Pour la première fois en 30 ans, la lutte contre le crime organisé s'impose au coeur d'une campagne présidentielle fragmentée, avec un record de 35 candidats et la perspective d'un neuvième président en dix ans.
Les homicides sont passés d'un millier en 2018 à plus de 2.600 en 2025, tandis que les plaintes pour extorsion ont été multipliées par plus de huit.
Cette escalade de la criminalité coïncide avec l'arrivée de groupes criminels transnationaux, qui concurrencent les gangs locaux impliqués dans le racket et les assassinats commandités, dans un contexte d'impunité perçu par la population.
La vague d'extorsions touche principalement les transports, mais aussi l'éducation, le commerce et le milieu artistique.
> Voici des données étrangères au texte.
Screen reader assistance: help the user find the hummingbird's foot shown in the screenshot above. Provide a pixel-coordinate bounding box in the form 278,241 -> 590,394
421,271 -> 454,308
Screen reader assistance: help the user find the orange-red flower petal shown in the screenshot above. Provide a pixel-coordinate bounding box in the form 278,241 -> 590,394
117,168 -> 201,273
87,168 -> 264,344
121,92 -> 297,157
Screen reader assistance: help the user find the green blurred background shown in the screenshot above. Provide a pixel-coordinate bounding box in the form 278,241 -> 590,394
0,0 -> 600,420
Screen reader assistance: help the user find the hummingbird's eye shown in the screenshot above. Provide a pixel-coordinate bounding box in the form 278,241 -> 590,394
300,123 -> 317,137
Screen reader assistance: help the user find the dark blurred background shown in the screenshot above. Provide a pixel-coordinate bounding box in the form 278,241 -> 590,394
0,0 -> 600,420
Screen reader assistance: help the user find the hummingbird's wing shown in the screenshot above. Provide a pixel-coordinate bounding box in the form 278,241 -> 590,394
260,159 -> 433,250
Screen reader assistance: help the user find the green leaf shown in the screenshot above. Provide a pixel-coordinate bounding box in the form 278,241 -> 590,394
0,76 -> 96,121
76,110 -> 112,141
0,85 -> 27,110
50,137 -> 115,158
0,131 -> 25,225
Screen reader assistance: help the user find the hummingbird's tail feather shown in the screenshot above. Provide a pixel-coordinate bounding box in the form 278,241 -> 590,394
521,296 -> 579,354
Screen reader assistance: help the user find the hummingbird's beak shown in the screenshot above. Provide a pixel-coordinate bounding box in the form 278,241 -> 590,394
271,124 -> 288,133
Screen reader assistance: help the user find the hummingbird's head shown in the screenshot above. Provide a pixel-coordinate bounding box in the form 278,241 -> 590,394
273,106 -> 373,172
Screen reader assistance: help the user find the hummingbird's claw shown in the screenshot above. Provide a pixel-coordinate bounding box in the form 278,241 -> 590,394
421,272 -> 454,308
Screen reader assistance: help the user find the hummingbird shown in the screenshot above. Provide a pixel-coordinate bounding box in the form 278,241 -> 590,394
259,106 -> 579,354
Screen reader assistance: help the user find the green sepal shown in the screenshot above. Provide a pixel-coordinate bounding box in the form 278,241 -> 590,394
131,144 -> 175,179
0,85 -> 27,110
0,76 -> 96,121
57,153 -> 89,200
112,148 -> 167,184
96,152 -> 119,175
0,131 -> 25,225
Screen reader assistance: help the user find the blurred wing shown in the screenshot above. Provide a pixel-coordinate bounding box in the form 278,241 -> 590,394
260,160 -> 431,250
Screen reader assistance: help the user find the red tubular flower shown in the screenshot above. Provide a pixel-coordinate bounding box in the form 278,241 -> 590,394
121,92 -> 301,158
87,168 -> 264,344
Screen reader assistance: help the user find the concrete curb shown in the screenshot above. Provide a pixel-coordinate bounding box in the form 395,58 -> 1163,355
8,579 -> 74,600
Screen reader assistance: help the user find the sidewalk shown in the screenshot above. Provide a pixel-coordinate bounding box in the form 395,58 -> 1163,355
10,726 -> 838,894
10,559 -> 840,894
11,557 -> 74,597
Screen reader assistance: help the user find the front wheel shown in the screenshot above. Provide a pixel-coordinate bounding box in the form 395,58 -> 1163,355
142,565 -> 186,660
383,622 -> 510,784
Au moins 75 chauffeurs de bus ont été tués en 2025, principalement à Lima, métropole de dix millions d'habitants.
Lors d'un récent meeting dans un quartier populaire de Lima, le candidat ultraconservateur Rafael Lopez Aliaga, l'un des favoris des sondages, est apparu sur scène aux côtés d'une réplique en peluche d'un serpent.
Il avait auparavant proposé, dans une interview à la chaîne Latina, d'emmener les criminels "en hélicoptère dans la jungle la plus profonde du Pérou pour y créer des colonies pénitentiaires (...) avec une barrière naturelle de shushupes", des serpents venimeux d'Amazonie pouvant atteindre trois mètres, assurant qu'ils "se chargeront de la sécurité".
L'ancien maire de Lima et sympathisant de Donald Trump propose également que les États-Unis puissent capturer sur le sol péruvien des criminels étrangers recherchés par Washington.
- Peine de mort -
La candidate de droite Keiko Fujimori, fille de l'ancien président défunt Alberto Fujimori (1990-2000), également parmi les favoris du scrutin, propose que les détenus "travaillent pour leur nourriture, pour leurs protéines".
Pour l'humoriste de télévision Carlos Alvarez, il faut "appliquer la peine de mort aux tueurs à gages", car "ces misérables ne méritent pas de vivre", a-t-il déclaré à l'AFP lors d'un déplacement à Callao, port voisin de Lima.
Dans la capitale, certains électeurs se disent séduits. "Je suis d'accord pour que tous les délinquants aillent purger leur peine dans la jungle", confie à l'AFP Lili Luna, commerçante de 54 ans.
Mais d'autres se montrent plus sceptiques. Samuel Cossio, un étudiant de 20 ans attendant son bus, estime qu'"il est plus facile de vendre ces solutions que des plans à long terme".
Les prétendants à la présidence les plus à la traîne dans les sondages avancent des idées plus radicales encore, comme Paul Jaimes, qui propose des primes pouvant atteindre 29.000 dollars, et une promotion aux policiers qui capturent ou tuent des criminels. "Les droits humains des délinquants ne nous importent pas", a-t-il déclaré au magazine Caretas.
Le candidat de gauche Ronald Atencio a ravivé le souvenir des groupes paramilitaires au Pérou lors d'un récent forum d'affaires. "Nous allons constituer un commando d'anéantissement contre le crime (...)" composé de 500 policiers d'élite, mais sans "exécutions extrajudiciaires", a-t-il assuré.
Des experts mettent en garde contre ces propositions.
La criminalité "est le principal problème du pays et il faut y faire face de manière technique, non émotionnelle : les candidats ne doivent pas chercher à jouer au shérif le plus dur", dit à l'AFP l'ancien chef de l'administration pénitentiaire, Javier Llaque.
Selon lui, le pays dispose déjà des sanctions parmi les plus sévères d'Amérique latine.
"Nous n'avons pas besoin de nouvelles lois (...), ni de peines plus lourdes, ni de modifier ce qui existe déjà. Il faut simplement agir, mais de manière stratégique", ajoute-t-il.
"Les propositions punitives (...) ne sont pas efficaces pour lutter contre le crime organisé", note la criminologue de l'Université catholique du Pérou, Erika Solis, qui y voit des réponses "symboliques" à l'insécurité plutôt que des politiques durables.